# L'Italia



## Toffee (Jun 25, 2005)

Hi,

We want to take a trip to Italy this September and I'm not leaving without my camera and tripod! We've not decided which region to travel around yet, so I thought I'd ask if any of you could recommend any photogenic places that we "must" include on our itinerary (not necessarily just the tourist hot spots either).



Thanks!


----------



## susy (Jun 27, 2005)

September is a wonderful month to visit  Italy. I suggest you to visit my region Liguria. the colourful tiny villages on the Cinque Terre will not be crowded and  the weather will still be warm.  you can have a swim beetween a shot and the other!

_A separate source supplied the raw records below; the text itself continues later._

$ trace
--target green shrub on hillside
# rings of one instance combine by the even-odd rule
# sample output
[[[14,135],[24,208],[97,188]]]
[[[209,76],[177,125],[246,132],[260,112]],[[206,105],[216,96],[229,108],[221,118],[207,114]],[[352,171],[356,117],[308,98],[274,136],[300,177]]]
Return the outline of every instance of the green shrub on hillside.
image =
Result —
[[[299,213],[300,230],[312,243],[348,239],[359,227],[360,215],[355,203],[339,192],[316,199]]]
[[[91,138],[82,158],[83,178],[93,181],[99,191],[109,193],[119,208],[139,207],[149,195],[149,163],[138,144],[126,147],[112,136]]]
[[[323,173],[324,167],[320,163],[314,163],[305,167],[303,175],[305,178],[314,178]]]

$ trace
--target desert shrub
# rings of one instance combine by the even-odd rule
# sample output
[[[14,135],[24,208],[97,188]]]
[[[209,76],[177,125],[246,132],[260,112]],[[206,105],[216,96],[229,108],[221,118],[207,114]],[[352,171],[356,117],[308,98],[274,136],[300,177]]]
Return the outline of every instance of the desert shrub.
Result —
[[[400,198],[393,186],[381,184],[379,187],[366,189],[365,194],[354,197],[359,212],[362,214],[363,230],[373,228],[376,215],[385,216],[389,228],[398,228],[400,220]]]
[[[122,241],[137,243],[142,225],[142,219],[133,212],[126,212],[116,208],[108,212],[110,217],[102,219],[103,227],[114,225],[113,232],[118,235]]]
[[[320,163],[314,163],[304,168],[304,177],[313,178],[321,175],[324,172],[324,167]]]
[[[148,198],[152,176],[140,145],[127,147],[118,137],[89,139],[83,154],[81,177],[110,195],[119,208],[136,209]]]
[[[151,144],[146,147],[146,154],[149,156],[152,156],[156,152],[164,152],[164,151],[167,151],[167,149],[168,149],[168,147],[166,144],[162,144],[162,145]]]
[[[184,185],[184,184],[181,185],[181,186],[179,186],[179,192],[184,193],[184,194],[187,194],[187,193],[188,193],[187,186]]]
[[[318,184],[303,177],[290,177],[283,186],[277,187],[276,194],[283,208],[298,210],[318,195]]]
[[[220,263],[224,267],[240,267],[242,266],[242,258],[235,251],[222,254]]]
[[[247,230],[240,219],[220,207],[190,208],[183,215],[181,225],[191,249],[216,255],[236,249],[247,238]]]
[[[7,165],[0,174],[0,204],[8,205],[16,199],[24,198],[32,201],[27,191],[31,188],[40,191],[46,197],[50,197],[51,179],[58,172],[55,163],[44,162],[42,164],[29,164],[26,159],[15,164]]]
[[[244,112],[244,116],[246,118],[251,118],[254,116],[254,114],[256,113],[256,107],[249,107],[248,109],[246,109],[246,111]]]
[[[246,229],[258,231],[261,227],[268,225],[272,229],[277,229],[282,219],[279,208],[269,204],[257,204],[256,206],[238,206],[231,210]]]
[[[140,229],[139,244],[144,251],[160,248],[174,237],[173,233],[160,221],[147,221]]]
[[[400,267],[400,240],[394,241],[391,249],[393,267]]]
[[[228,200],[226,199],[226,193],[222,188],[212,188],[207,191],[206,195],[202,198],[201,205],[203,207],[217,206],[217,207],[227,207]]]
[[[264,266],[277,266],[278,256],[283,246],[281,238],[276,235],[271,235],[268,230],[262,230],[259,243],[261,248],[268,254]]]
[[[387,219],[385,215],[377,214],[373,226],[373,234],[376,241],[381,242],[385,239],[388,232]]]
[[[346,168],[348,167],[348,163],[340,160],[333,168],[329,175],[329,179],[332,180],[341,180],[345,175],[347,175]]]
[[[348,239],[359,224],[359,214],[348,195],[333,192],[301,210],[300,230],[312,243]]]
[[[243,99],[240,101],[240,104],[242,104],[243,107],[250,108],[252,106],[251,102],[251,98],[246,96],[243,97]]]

And then there is Genova, where I was born with the biggest historical center in Europe. Plenty of dark alleys, churches and good spots to eat fish.

Have a great trip


Susy


----------



## FlashSpeedo (Oct 2, 2005)

Boy, i'll second that! I went to Cinque Terra last April. It's really stunning. Gorgeous coastline, beautiful little colorful villages, boats, cliffs, .... It's about an hour from Pisa by train. Nearest real city is Lerici. 

My other favorite place to shoot in Italy is Venice. You're just guaranteed to come back with some awesome shots, and it's an amazing city to visit. You can see some of my Italy pictures here: http://photos.yahoo.com/joeyajames , and there are six albums of different Italy cities.


----------



## Ducks_own (Jun 4, 2006)

I went to Italy in March... There's so much to do! My favourite place for photos was probably Florence. There's a lookoff to take photos of the whole city, and the churches there are all different colour marbles... There's just so much to shoot! Here's one shot I took (with a Casio EX-Z120) that I like to call 'Reflections of Firenza'


----------



## bravo2376 (Jun 4, 2006)

We went to Venice, Verona, and Triest last September and it rained every day.  Still one of the best places to visit. You'll come back with a million pics no matter where you go.


----------



## Unimaxium (Jun 4, 2006)

Florence is a beautiful city. When I went in March, I got many good pictures there. Also great for photos are the islands of Murano and Burano, which are a short ferry ride from Venice. Definitely worth the visit, IMO.

Milan is great, too.


----------



## Unimaxium (Jun 4, 2006)

Oh yeah, I have to second Cinque Terra as well. Very beautiful there.


----------



## Luminosity (Jun 7, 2006)

Unimaxium said:
			
		

> Florence is a beautiful city. When I went in March


 
Did you go in March of this year? I was there in March!

Florence is a beautiful place, doesnt matter if you're interested in taking landscapes, architecture, people, streetscenes ....whatever....you can find a treasuremine of shots out of any category to take.

I took 1200 shots through Italy and Spain (Madrid,Toledo, Rome and Florence) which I havent been able to go through and edit and whatnot due to very limited access to the computer (I have a laptop which is pulled out to sit on the bed at home and I am not using that, through fears my back will inevitably sieze up).

A place in Florence, which provides a wonderful look-out over the city is in Boboli Gardens. You will need to walk up some great little Italian pathways to get to it but the climb is worth it  

Will think of some more places later. Must stop being a slacker and get back to work.


----------



## spencer87 (Jun 8, 2006)

i second the recommendation for Burano, definitely beautiful!









Lake Garda in the north is beautiful as well. Different atmosphere from the rest of Italy, a lot of German/Austrian influence because of its proximity. 





I would also recommend a stop in San Gimignano. It's a small medeival town about an hour from Florence, and the architecture is incredible. Also a good place to shop for wine and olive oil.


----------



## Alessandra (Jun 10, 2006)

Italy is an amazing place to take photos of.I was in Firenze, Roma, Pisa, Venice,  Assisi, Siena and Padova and took some nice photos.The problem was that i only had a 128MB card at me and i didn't have the time to download the pictures on cds.The sights are amazing though and it's worth every minute and penny


----------



## Ducks_own (Jun 10, 2006)

That's why I want to go back... But thanks to me being poor, it won't happen for a very, long, time.


----------



## mad_malteaser (Jun 10, 2006)

I'm not sure of the names of the regions in Italy, but northern Italy would be my recommendation. I remember staying in a little place called Aosta, one of the most beautiful villages I've ever seen, right in the Alps.


----------